While a good number of UAE restaurants have long served camel meat, a Dubai cafe is trying to give a modern twist to an old Bedouin tradition and has some more unusual camel products on its menu.
Launched in September 2011 by an Emirati entrepreneur as part of an effort to revive Bedouin traditions, Cafe2Go now features camel lattes, camel-ccinos and camel-meat fajitas.
This month, he launched Camellos - a brand name for his products derived from the Spanish word for camel.
"Camel milk has been around for centuries and I wanted our younger generation to start drinking it again," says Jassim Al Bastaki, the cafe owner.

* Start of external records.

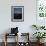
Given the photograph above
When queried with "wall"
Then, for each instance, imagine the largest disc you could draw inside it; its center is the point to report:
(29, 15)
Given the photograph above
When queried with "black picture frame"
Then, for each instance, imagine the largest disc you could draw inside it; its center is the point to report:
(17, 13)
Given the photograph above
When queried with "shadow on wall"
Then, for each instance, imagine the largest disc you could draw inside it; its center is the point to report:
(7, 31)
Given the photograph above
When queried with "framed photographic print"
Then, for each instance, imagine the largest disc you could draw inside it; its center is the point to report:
(17, 13)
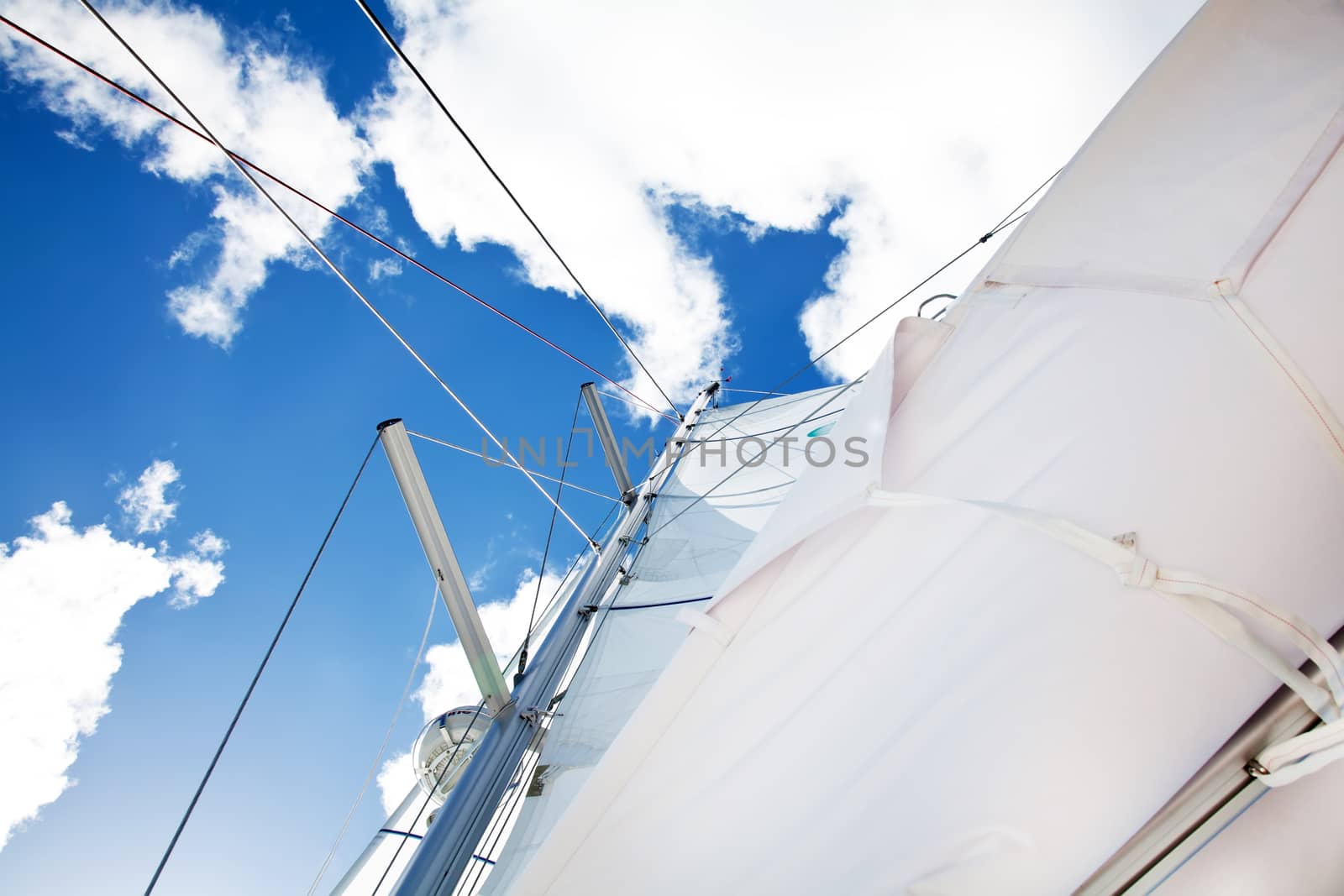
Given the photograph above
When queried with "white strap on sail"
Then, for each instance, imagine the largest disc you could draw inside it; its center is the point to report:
(1301, 755)
(1213, 605)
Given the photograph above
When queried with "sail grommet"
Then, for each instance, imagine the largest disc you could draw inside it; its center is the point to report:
(706, 624)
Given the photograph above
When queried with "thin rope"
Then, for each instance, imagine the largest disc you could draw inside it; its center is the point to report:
(382, 747)
(999, 228)
(228, 732)
(494, 463)
(333, 268)
(479, 707)
(550, 532)
(746, 464)
(985, 238)
(396, 47)
(147, 103)
(1001, 224)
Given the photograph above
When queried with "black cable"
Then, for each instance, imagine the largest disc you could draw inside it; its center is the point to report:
(479, 707)
(1005, 223)
(396, 47)
(546, 553)
(1001, 224)
(429, 797)
(252, 687)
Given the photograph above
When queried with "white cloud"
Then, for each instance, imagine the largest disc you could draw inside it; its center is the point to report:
(150, 504)
(394, 779)
(261, 102)
(74, 140)
(64, 594)
(917, 125)
(921, 123)
(385, 268)
(448, 680)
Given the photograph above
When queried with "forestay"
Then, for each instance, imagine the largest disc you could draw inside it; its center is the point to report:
(938, 673)
(699, 526)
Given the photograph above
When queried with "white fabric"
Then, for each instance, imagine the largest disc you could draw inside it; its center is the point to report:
(1288, 842)
(940, 700)
(1211, 604)
(696, 533)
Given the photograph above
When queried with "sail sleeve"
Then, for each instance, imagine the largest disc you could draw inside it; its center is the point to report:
(739, 464)
(948, 683)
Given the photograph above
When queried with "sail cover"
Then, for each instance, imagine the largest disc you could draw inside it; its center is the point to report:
(736, 469)
(972, 665)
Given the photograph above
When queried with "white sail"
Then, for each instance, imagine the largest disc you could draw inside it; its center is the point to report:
(698, 528)
(1102, 519)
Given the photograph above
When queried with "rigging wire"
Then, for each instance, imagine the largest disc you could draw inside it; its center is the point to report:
(494, 463)
(1008, 221)
(555, 597)
(754, 457)
(261, 668)
(165, 113)
(429, 797)
(391, 862)
(382, 747)
(1003, 224)
(546, 551)
(396, 47)
(333, 268)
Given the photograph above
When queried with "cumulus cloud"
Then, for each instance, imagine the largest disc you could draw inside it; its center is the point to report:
(448, 680)
(382, 268)
(920, 125)
(151, 503)
(259, 100)
(909, 128)
(58, 651)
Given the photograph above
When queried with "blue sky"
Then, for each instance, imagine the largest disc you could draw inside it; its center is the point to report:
(102, 379)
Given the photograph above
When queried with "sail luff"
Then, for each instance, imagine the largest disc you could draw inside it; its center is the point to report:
(1015, 710)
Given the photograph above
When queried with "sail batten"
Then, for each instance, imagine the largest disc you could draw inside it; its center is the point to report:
(1152, 356)
(698, 528)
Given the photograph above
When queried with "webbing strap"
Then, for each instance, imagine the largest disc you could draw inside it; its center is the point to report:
(1216, 607)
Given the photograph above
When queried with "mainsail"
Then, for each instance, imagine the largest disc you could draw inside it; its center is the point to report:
(1100, 528)
(736, 469)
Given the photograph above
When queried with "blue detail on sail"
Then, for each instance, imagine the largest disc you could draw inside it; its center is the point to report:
(669, 604)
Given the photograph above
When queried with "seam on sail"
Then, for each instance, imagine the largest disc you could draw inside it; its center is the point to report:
(1317, 159)
(1304, 387)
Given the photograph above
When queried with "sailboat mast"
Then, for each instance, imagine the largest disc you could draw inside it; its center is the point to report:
(448, 573)
(449, 844)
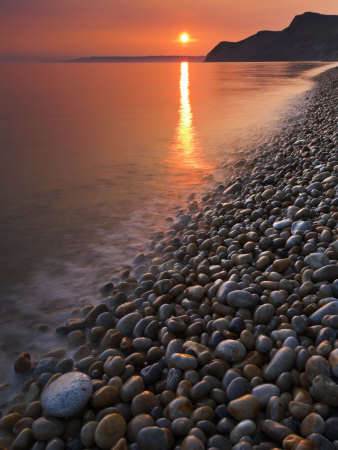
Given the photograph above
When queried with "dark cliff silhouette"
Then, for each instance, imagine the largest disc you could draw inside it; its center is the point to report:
(309, 37)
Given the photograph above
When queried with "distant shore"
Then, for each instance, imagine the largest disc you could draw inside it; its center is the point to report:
(228, 339)
(106, 59)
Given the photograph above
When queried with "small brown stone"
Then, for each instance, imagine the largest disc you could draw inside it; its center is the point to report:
(144, 403)
(7, 422)
(23, 363)
(109, 430)
(105, 396)
(299, 410)
(245, 407)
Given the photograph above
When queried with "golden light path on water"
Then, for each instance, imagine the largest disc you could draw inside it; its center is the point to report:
(186, 149)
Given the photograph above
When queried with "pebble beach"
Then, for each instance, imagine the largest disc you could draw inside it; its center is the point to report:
(225, 334)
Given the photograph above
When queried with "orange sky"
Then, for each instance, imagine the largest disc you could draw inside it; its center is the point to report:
(72, 28)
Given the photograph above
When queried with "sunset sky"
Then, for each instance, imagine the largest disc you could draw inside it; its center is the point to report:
(50, 29)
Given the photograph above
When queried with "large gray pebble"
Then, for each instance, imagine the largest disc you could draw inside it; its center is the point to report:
(67, 395)
(127, 324)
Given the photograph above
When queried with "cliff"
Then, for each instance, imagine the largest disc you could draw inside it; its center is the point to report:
(309, 37)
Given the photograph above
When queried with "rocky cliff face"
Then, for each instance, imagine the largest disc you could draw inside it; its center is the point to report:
(309, 37)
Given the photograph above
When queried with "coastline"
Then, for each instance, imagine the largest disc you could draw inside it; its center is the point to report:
(242, 233)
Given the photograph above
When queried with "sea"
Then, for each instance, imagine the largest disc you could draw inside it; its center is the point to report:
(96, 160)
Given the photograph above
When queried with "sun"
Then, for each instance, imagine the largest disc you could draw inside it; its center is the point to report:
(184, 37)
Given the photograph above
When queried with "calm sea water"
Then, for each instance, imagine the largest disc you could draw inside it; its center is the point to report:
(95, 158)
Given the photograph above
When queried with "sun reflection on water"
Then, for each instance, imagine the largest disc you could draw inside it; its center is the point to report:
(185, 154)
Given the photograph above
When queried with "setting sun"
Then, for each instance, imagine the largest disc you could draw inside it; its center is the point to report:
(184, 37)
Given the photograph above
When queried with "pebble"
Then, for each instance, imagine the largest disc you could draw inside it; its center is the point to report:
(313, 423)
(241, 299)
(67, 395)
(182, 361)
(137, 423)
(330, 308)
(264, 391)
(44, 429)
(326, 273)
(152, 438)
(192, 443)
(23, 363)
(325, 390)
(109, 430)
(179, 407)
(133, 386)
(127, 323)
(245, 407)
(244, 428)
(283, 360)
(230, 350)
(276, 430)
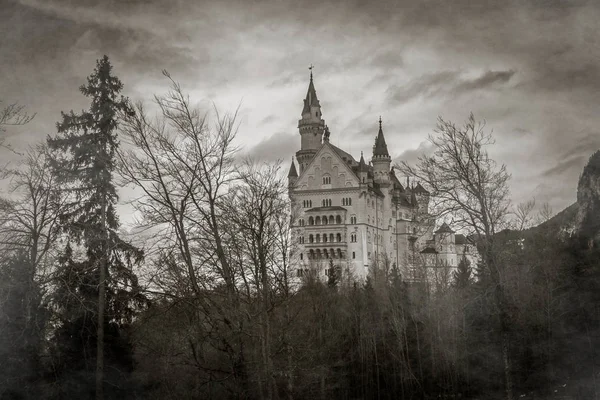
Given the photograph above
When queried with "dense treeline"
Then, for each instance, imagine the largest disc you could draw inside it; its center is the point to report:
(201, 301)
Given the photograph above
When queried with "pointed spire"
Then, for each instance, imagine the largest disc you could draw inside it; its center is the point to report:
(362, 166)
(380, 148)
(293, 173)
(311, 99)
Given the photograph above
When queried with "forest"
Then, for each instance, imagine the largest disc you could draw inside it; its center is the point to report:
(200, 298)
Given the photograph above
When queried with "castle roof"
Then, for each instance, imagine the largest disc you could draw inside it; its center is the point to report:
(396, 181)
(362, 166)
(293, 173)
(327, 208)
(311, 99)
(380, 148)
(420, 189)
(444, 229)
(429, 250)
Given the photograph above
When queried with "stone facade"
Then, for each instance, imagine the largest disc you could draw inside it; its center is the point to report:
(352, 214)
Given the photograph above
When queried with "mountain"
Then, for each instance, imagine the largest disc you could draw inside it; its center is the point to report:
(581, 218)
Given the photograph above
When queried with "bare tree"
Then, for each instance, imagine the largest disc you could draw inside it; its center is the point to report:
(469, 187)
(544, 213)
(183, 165)
(523, 215)
(12, 115)
(29, 214)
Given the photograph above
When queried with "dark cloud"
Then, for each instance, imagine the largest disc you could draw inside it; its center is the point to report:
(532, 65)
(565, 166)
(425, 86)
(411, 156)
(279, 146)
(486, 80)
(446, 83)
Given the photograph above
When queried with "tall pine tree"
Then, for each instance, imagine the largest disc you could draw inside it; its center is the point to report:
(83, 161)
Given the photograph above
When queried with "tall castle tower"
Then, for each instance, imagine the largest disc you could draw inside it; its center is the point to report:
(381, 159)
(311, 127)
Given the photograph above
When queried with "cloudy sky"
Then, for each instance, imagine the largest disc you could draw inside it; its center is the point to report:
(531, 69)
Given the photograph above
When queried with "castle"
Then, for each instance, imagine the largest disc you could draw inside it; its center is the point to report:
(351, 215)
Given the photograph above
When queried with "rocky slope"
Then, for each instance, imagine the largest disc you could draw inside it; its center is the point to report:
(582, 218)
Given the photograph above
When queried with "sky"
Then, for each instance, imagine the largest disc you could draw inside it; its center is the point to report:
(529, 69)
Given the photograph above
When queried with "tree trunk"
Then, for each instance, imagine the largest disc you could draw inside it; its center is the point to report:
(101, 305)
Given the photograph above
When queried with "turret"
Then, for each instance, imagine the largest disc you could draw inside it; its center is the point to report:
(311, 127)
(422, 196)
(292, 175)
(363, 170)
(381, 159)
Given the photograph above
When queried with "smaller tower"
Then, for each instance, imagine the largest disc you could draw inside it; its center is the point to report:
(311, 126)
(422, 196)
(292, 176)
(381, 159)
(363, 170)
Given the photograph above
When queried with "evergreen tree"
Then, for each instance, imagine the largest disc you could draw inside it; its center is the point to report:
(22, 321)
(463, 274)
(83, 160)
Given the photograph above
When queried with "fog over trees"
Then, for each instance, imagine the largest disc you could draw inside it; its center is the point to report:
(201, 298)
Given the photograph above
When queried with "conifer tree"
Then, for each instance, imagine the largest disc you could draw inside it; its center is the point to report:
(83, 160)
(463, 274)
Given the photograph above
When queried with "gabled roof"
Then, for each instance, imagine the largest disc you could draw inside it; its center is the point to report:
(345, 156)
(311, 97)
(429, 250)
(293, 173)
(362, 166)
(380, 148)
(444, 229)
(336, 151)
(328, 208)
(420, 189)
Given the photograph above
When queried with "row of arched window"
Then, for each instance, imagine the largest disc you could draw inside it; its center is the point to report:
(325, 253)
(317, 238)
(324, 220)
(318, 255)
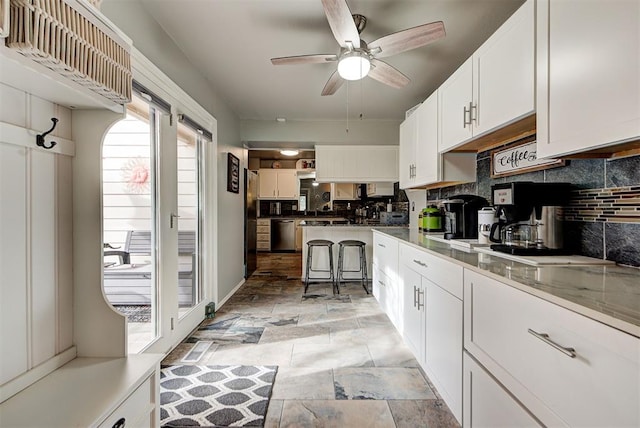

From here came the idea of mixing it with modern drinks."
Camel milk has been a staple for desert Arab nomads for generations.
However, its boom in modern food and beverage industries in the UAE adds a new level to its commerciality. Apart from being a novelty in the glitzy home of the world's tallest building and the man-made palm islands, Mr Al Bastaki swears by the health benefits of camel milk.
Studies show it is almost as nutritious as human breast milk and offers 10 times more iron and three times more vitamin C than cow's milk.
The challenge in marketing the product comes from the taste and distinct smell.
Camel milk is slightly saltier than other dairy products and has a heavy taste.
Mr Bastaki says he spent months testing different concoctions on family and friends before coming up with the perfect blend.
"Camel milk is known for being a healthier choice," he says.
"We just had to find the right coffee bean mix and degree of steaming the milk to make it taste good."